Students Shall Not Live on Academics Alone
It is no longer enough to be good at academics; students must develop what America Succeeds calls “Durable Skills.” This isn’t about being proficient with a lathe or drill press, but rather the core skill set behind what we all know as problem solving. When we started The Social six years ago, we knew this before AI disrupted the academic-focused approach in public education. We decided early on to prioritize non-traditional academics, no traditional grading, and multi-age classrooms. The core foundation was the focus on teaching problem solving, a skill that is an afterthought in traditional education settings but is recognized and praised in all the great inventors, founders, and entrepreneurs of our lifetime. While we solve the challenges of home education by providing a low-demand, values-aligned ala carte social education experience, our equally important emphasis on teaching problem solving is core to who we are.

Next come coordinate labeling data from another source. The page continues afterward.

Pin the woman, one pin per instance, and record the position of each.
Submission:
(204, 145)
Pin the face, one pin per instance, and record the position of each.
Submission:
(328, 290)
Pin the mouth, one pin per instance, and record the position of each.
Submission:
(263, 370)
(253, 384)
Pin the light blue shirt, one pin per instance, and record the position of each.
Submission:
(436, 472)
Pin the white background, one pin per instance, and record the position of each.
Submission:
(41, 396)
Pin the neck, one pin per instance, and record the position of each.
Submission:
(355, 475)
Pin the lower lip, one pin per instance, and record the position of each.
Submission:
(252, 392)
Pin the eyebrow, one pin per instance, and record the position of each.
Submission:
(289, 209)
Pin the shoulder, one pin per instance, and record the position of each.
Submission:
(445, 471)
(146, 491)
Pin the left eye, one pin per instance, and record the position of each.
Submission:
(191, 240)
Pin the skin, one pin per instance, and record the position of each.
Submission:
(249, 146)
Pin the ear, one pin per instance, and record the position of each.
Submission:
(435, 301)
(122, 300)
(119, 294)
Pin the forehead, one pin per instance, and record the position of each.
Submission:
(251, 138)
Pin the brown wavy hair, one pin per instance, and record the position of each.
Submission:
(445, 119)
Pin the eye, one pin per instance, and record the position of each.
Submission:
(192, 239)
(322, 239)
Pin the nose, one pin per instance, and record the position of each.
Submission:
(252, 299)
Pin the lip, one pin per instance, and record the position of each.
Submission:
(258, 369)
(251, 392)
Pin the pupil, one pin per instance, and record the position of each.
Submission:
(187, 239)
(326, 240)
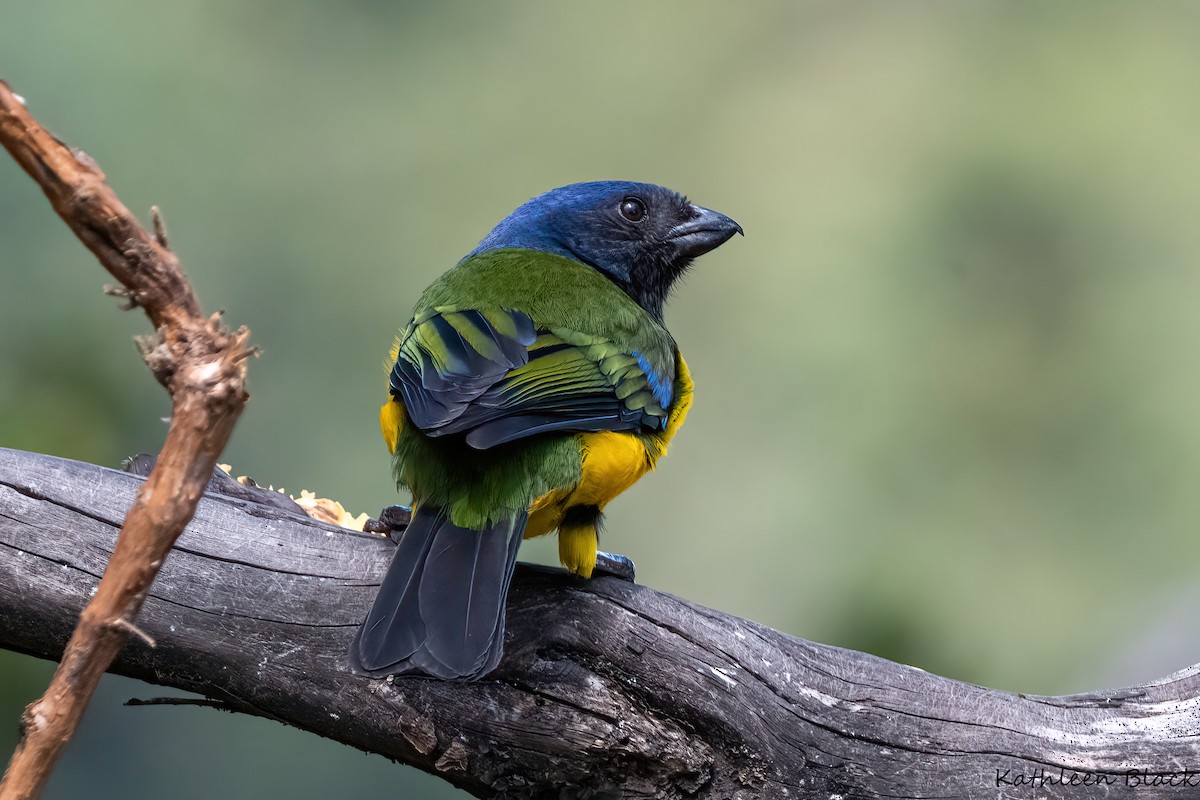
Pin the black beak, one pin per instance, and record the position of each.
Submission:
(706, 230)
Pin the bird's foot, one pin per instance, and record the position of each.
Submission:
(393, 522)
(615, 564)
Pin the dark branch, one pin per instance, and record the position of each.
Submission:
(606, 689)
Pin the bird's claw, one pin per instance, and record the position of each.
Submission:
(615, 564)
(393, 522)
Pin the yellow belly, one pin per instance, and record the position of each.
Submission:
(611, 463)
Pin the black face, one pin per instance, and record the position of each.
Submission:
(640, 235)
(643, 238)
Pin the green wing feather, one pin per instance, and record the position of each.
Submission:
(496, 377)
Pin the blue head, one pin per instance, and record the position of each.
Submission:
(640, 235)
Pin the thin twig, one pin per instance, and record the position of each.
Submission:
(203, 367)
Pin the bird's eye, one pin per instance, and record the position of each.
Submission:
(633, 209)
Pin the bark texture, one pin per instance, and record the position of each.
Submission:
(606, 689)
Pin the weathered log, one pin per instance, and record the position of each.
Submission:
(606, 689)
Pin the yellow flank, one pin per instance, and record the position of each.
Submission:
(577, 547)
(391, 420)
(612, 462)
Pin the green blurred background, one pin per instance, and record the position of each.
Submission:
(947, 384)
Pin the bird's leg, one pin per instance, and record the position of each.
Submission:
(615, 564)
(393, 521)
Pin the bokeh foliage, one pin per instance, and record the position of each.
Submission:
(947, 384)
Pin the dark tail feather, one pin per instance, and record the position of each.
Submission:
(441, 607)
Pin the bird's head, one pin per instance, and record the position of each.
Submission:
(640, 235)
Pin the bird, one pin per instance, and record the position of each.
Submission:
(534, 383)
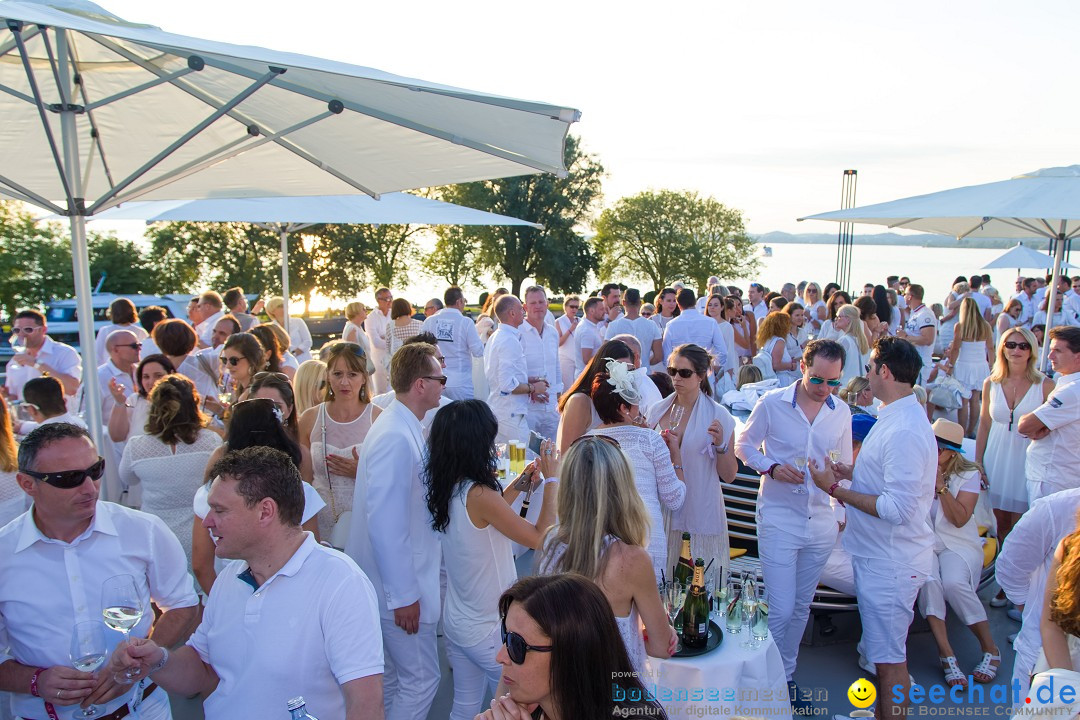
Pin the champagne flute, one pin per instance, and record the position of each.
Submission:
(122, 609)
(88, 654)
(800, 463)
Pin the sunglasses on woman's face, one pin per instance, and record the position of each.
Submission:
(516, 647)
(65, 479)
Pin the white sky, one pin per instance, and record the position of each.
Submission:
(761, 105)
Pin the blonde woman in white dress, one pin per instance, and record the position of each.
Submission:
(333, 432)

Here is a great example of that in action. Our middle school Make Lab program is launching a new Human-Centered Design project called Active Experience Design. In this 20-session project, students function as experience architects for a new recreation facility of their choice. Here are the categories they will choose from:
- Track & Course (RC, Bikes, Horses)
- Tactical Arena (Laser Tag, Nerf)
- Vertical Sports (Climbing)
- Pet Experience (Dog Park, Training)
- Endurance & Court (Running, Volleyball)
- Leisure Hub (Bowling, Mini-Golf)
- Themed Playground (Ninja, Play Area)
Students will select a category of active entertainment and develop a physical prototype supported by digital elements that will solve key challenges such as:
- Fun and Flow- what is the experience like, how can we use flow state game theory principles to create an engaging experience
- Access for All-Ensuring accessibility to the experience for people with disabilities
- Digital Integration-Using a suite of tools (Canva, Bitsbox, Soundtrap, Tinkercad) to build a professional-looking brand and a digital guide for the business.

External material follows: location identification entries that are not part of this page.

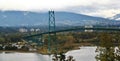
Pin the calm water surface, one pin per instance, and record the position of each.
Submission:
(83, 54)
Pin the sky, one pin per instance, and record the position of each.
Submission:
(100, 8)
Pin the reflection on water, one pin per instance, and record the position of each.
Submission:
(23, 57)
(84, 54)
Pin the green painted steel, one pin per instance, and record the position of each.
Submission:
(78, 28)
(52, 27)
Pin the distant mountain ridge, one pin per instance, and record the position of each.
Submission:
(25, 18)
(116, 17)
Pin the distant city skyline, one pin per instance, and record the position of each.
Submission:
(100, 8)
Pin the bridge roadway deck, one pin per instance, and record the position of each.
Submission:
(81, 28)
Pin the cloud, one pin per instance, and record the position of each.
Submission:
(104, 8)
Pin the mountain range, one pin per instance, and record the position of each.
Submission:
(26, 18)
(116, 17)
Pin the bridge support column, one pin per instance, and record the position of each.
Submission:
(52, 27)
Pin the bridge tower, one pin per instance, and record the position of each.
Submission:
(52, 27)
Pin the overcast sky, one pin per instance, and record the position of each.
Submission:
(102, 8)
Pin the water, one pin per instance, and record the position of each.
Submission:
(84, 54)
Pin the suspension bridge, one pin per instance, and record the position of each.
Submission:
(52, 30)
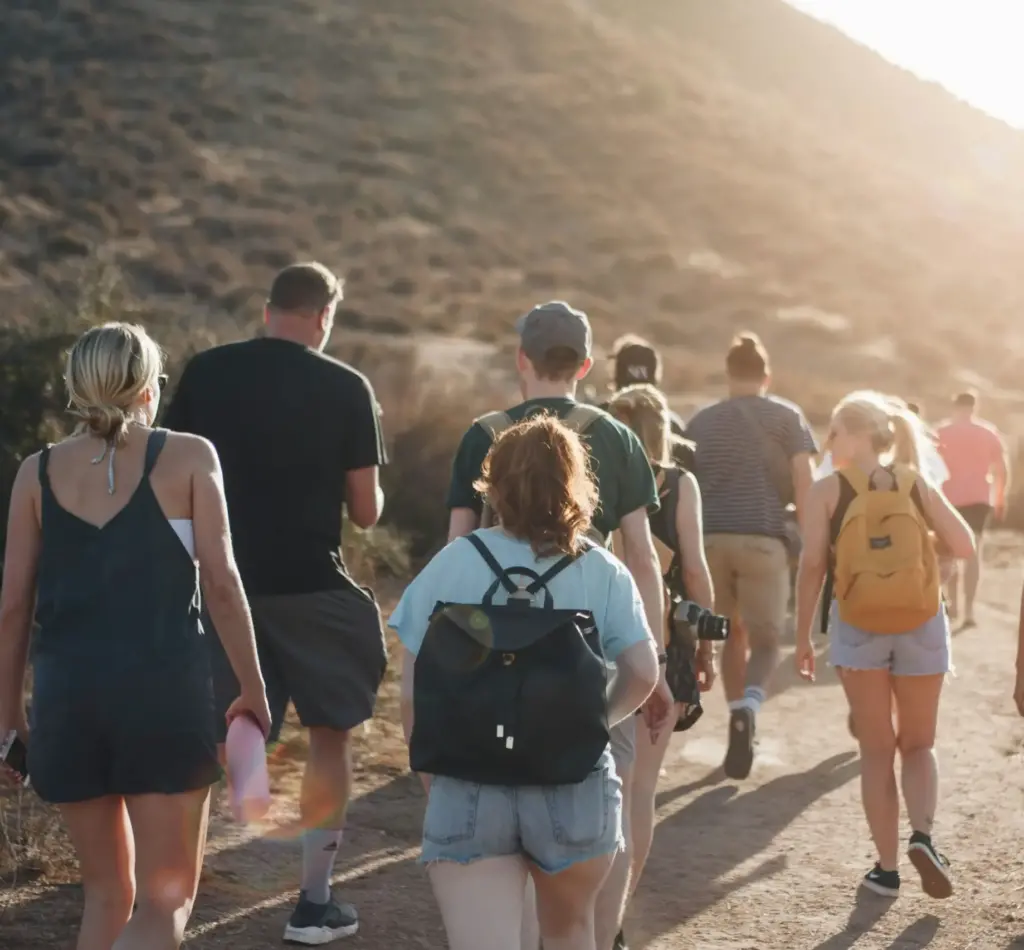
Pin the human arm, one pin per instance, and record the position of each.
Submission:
(1019, 685)
(951, 530)
(812, 568)
(1000, 478)
(801, 449)
(364, 454)
(221, 583)
(640, 558)
(17, 599)
(410, 620)
(627, 640)
(696, 573)
(465, 505)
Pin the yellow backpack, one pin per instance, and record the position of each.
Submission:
(886, 570)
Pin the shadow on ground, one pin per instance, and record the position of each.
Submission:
(247, 891)
(720, 830)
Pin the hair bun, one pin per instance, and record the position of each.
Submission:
(105, 422)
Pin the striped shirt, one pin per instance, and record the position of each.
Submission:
(735, 480)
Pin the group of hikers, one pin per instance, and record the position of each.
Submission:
(604, 565)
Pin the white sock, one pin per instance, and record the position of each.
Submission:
(754, 696)
(318, 851)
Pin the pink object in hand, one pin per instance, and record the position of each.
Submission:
(245, 750)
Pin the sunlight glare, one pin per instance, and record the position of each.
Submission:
(972, 47)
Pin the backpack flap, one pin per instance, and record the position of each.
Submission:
(510, 694)
(887, 579)
(509, 628)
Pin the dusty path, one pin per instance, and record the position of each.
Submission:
(769, 863)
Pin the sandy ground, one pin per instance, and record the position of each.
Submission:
(772, 862)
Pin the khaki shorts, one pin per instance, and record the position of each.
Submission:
(751, 574)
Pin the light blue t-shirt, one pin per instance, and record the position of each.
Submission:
(597, 581)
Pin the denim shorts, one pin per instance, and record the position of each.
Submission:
(552, 826)
(922, 652)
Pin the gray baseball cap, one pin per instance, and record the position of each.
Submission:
(554, 325)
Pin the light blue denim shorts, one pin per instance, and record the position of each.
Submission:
(552, 826)
(922, 652)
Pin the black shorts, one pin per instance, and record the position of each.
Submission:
(977, 517)
(325, 652)
(141, 732)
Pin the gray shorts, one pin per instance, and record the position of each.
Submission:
(323, 651)
(554, 827)
(925, 651)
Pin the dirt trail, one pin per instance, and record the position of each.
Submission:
(769, 863)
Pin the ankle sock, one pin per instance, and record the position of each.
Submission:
(320, 849)
(754, 697)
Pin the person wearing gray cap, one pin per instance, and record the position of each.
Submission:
(555, 353)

- Behind the Scenes-Planning how the business actually runs after it is built.
Here are the competency outcomes that we will be looking for through out the project:
- Oral Communication: Delivering a clear pitch that explains design choices to an audience.
- Collaboration: Working together to share workloads across different tech platforms.
- Resilience: Fixing prototype failures based on peer/instructor feedback.
- Critical Thinking: Balancing “fun” with safety rules and accessibility needs.
- Multimedia Synthesis: Connecting 3D models, audio, and apps into one brand.
- Systems Thinking: Planning how the business works behind the scenes on a daily basis at a basic level.
A solid academic foundation is very important for a successful career, but equally and of great importance is the need to prepare our students for the future of work. These skills are going to be critical in a future that will demand architects of processes instead of workers with siloed “head smarts” who have little to no ability to tackle the unknown challenges we will face in the AI-driven world of tomorrow. Problem solving and durable skills are the key to a holistic education that includes academic capability founded on the ability to solve any challenge that students face.
This type of project includes other core principles that we support, like free market principles (check out Believe Journal) and our “Made to Make” philosophy, which emphasizes our God-given ability to create, make, and become producers, not just consumers.